In contrast to actions, rules can not contain other rules, as they are meant to be simple and atomic. They therefore represent the leaf nodes of the analysis hierarchy.
Default Groups
In a somewhat confusing naming clash, Ghidra has a concept of groups that is interwoven with the definition of the actions inside the universal action, but not related to the ActionGroup
objects. There is the notion of default groups, which specify the members of certain default actions. For example, this excerpt of buildDefaultGroups
shows the members of the decompile
group, which is a top-level analysis action executed by Ghidra:
const char *members[] = {
"base", "protorecovery", "protorecovery_a", "deindirect",
"localrecovery", "deadcode", "typerecovery", "stackptrflow",
"blockrecovery", "stackvars", "deadcontrolflow", "switchnorm",
"cleanup", "splitcopy", "splitpointer", "merge", "dynamic", "casts",
"analysis", "fixateglobals", "fixateproto", "constsequence",
"segment", "returnsplit", "nodejoin", "doubleload", "doubleprecis",
"unreachable", "subvar", "floatprecision",
"conditionalexe", ""
};
setGroup("decompile",members);
Some names of members are familiar from the excerpts of the universal action definition, e.g. base
, protorecovery
, deadcode
and others. This is no coincidence, but rather a mechanism for selecting relevant actions from the universal action. To this end, every Action
and Rule
has a name and a group identifier. The name itself is typically set in the constructor, whereas the group identifier is set during the construction of the universal action.
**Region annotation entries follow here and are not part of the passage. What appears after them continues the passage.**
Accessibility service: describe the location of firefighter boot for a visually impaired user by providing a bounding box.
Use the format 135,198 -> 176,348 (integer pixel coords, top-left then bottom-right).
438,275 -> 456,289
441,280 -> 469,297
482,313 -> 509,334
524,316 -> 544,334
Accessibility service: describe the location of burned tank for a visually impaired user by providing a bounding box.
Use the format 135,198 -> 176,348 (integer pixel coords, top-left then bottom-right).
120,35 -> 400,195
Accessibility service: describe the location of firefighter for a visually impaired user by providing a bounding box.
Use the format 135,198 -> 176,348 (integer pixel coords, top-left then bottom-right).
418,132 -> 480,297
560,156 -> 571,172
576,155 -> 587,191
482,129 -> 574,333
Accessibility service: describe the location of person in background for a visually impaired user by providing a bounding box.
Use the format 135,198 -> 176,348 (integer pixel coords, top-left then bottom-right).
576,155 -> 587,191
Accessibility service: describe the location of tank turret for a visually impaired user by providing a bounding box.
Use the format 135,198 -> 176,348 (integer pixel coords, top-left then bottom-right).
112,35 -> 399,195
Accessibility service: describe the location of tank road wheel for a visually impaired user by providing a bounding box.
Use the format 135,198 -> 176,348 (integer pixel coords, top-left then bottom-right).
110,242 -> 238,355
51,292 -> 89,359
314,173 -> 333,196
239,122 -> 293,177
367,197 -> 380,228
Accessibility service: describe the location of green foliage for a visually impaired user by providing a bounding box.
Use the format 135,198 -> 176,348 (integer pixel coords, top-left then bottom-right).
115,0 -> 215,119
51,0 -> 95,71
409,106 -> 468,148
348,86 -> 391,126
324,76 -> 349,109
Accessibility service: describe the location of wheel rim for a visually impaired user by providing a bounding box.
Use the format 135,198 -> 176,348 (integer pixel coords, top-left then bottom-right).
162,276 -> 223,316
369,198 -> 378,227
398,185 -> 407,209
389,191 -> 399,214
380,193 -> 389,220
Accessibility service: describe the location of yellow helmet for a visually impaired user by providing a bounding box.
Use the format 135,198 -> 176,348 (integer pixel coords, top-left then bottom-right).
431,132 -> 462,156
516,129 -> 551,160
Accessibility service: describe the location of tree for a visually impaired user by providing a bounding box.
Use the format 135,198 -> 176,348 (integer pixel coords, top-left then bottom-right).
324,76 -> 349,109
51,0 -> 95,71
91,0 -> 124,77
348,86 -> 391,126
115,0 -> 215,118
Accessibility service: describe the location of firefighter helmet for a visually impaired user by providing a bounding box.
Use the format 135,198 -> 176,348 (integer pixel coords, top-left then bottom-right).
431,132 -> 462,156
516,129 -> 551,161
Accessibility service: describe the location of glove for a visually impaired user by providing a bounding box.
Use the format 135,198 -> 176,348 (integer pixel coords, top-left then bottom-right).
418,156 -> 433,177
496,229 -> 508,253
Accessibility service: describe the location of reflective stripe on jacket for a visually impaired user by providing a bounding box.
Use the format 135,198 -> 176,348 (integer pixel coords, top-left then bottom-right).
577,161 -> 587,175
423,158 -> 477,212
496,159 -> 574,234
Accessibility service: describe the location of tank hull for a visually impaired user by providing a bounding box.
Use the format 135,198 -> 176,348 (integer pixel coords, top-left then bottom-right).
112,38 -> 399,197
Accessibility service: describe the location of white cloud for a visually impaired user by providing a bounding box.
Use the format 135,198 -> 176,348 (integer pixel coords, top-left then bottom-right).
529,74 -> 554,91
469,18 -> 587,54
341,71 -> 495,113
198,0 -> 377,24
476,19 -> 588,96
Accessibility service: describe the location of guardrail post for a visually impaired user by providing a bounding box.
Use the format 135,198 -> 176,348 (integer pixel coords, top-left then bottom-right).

That means, all strings in the universalAction
function (i.e. the previous excerpts) are group identifiers, with one exception: Action and rule containers have an empty group identifier and the strings shown in universalAction
represent their names. That means, the oppool1
in ActionPool(Action::rule_repeatapply,"oppool1")
refers to the name of the action, but base
in ActionStart("base")
refers to the group identifier.
This might seem illogical at first, but makes sense under consideration of how the default actions, such as decompile
, are constructed. In order to derive this action, Ghidra walks through the hierarchy of the universal action. At every step it tests whether the current action or rule has a group identifier that matches any of the member names of the default group. If yes, the action/rule is included, otherwise it is skipped. This keeps the overall structure of the universal action, but simply deactivates certain actions; deactivating action groups would however change the overall structure and may lead to unpredictable results.